Başkomutan Hamzaoğlu, taraftarın yüksekten bakan tavrına karşı daha bir alçak gönüllü üslup takınıyor. Kendisine "Dördüncü yıldızı takmak size nasip oldu" denilmesine, büyük bir incelikle "Hayır, 20’de biri bana ait" diye düzeltme getirdi.
Son maçta, Mustafa Kamil Abitoğlu'nun da son maçı olması nedeniyle hakeme Sabri'nin gösterdiği kırmızı kart, hoş bir espri konusu oldu. Abitoğlu'nun futbolcular tarafından altı okka yapılıp, başına konfeti yerine köpük sıkılması ise; neşeli günlerin ayrı bir gırgırıydı.
***
Anlayacağınız, G.Saray için işler iyi gidiyor.
Ama hep böyle çal oynasın-vur patlasın olmaz! Yarını düşünmeye hemen başlamak gerek. Çünkü şampiyon olundu ama, sezonun toplamına bakıldığında; ellle tutulur-gözle görülür kaliteli maç sayısının bir elin beş parmağını geçecek rakamda bile olmadığını görürüz. Bu sezon yalnız G.Saray değil, kimse iyi oynamadı. Türk futbolu adeta yerlerde süründü. Ligimiz Avrupa'nın en sönük, en temposuz, en sevimsiz ligiydi. Üç büyüklerin (Belki de lig tarihinde ilk kez) bu denli uzun süre puan puana dayanmış vaziyette mücadele vermesine rağmen; genel kalite vasatın çok altındaydı.

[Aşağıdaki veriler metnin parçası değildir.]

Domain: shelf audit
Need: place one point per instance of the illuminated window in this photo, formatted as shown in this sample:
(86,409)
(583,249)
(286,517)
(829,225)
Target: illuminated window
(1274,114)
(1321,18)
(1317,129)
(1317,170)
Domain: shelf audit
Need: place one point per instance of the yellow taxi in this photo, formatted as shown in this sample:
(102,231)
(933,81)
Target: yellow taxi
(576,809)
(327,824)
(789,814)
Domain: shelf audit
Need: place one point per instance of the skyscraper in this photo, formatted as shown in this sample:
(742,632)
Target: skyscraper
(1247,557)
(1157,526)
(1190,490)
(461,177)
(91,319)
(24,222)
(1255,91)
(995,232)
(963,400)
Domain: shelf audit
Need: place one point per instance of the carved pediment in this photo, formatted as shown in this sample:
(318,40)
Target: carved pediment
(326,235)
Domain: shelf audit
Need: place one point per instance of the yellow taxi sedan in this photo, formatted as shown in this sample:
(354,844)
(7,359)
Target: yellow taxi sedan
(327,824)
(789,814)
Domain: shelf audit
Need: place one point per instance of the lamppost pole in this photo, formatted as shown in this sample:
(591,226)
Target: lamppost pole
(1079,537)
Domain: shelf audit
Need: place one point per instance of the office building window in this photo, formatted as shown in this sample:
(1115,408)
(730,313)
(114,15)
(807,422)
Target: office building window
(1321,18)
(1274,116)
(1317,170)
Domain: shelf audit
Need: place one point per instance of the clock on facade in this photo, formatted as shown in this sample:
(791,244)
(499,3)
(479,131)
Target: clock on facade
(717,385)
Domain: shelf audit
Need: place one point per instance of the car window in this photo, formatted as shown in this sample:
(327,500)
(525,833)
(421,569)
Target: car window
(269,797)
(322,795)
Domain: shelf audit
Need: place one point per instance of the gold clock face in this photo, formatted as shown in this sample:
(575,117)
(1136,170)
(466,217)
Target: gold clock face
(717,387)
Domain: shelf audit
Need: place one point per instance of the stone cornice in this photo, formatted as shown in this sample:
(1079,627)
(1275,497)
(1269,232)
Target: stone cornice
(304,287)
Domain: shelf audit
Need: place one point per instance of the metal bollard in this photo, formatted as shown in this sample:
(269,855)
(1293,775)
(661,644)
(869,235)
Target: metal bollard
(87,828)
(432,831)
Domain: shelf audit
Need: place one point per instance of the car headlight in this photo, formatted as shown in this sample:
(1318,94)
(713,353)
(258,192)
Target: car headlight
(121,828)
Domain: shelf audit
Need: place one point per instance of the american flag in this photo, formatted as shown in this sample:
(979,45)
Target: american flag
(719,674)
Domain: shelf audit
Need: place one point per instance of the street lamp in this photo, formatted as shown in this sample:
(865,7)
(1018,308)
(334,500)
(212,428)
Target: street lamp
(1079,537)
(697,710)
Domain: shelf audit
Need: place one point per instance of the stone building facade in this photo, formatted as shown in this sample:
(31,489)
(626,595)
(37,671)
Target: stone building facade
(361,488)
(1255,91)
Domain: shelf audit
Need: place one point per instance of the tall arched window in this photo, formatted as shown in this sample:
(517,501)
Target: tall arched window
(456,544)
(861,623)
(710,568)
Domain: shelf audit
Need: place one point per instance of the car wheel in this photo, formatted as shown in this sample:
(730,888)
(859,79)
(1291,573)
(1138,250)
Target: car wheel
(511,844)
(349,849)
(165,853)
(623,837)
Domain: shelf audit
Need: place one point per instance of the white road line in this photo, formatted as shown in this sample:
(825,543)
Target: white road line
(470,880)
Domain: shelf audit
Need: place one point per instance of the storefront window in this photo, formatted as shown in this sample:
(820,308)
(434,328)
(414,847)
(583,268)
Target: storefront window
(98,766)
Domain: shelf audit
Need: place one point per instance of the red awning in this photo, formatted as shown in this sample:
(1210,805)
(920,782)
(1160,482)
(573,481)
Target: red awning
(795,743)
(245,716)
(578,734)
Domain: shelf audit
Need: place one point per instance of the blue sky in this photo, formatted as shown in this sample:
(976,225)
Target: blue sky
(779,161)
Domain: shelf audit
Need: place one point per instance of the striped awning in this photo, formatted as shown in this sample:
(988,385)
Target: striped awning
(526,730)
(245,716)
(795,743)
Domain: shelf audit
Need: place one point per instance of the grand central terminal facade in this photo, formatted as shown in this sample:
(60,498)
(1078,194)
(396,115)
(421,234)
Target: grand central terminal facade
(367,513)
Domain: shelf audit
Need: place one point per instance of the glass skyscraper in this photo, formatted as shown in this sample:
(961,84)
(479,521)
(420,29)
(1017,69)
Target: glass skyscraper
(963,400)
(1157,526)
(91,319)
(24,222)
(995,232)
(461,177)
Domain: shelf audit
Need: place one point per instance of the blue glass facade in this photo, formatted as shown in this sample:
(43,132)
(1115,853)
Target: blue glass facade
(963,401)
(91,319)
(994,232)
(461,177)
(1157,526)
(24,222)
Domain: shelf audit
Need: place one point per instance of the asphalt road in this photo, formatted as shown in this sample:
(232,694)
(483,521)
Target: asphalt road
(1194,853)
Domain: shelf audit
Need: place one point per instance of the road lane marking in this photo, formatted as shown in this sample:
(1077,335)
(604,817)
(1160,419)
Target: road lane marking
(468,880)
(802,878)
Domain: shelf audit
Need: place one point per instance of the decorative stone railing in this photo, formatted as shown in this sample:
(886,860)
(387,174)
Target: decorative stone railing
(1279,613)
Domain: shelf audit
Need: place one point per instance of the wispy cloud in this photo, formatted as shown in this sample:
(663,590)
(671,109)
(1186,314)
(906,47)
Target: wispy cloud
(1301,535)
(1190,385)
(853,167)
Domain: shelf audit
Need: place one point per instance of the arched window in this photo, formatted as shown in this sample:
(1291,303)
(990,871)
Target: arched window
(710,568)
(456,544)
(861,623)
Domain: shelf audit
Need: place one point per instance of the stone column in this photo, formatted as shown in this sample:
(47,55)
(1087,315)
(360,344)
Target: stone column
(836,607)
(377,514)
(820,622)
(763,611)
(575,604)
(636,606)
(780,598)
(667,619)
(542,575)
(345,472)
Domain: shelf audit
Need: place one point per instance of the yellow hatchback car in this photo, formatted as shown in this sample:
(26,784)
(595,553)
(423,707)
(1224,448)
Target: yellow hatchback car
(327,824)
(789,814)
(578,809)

Bu kalite bizi, domestik başarılarla yetinme kanaati getirdi. Avrupa kupalarında kaleyi hep dörtleyerek geçen acı maçlar yüzünden, başka gurur kaynağı kalmayınca; 4'üncü yıldıza gerektiğinden fazla önem verilmesi durumu ortaya çıktı. Dışarıda apoleti sökülmüş bir G.Saray'ın içeride rütbe alması, nereye kadar önemli?
***
Yeniden "Avrupa Fatihi Galatasaray"a ihtiyacımız var. Bunun için şimdiden kolları sıvamak gerek... Yeni sezon için neredeyse sınırsız duruma gelen yabancı futbolcu hakkını (Pandev ve benzerleri gibi) bonkörce, hesapsız kullanma gafletinden kurtulmalıyız. Birileri arada avanta alacak diye, yüksek maliyetlerle ve rastgele kakalanmış futbolcularla yola çıkmayın. Enayice yapılan bazı transferler, utanç vesikasıdır. Bu kadar da ayağa düşmeyin.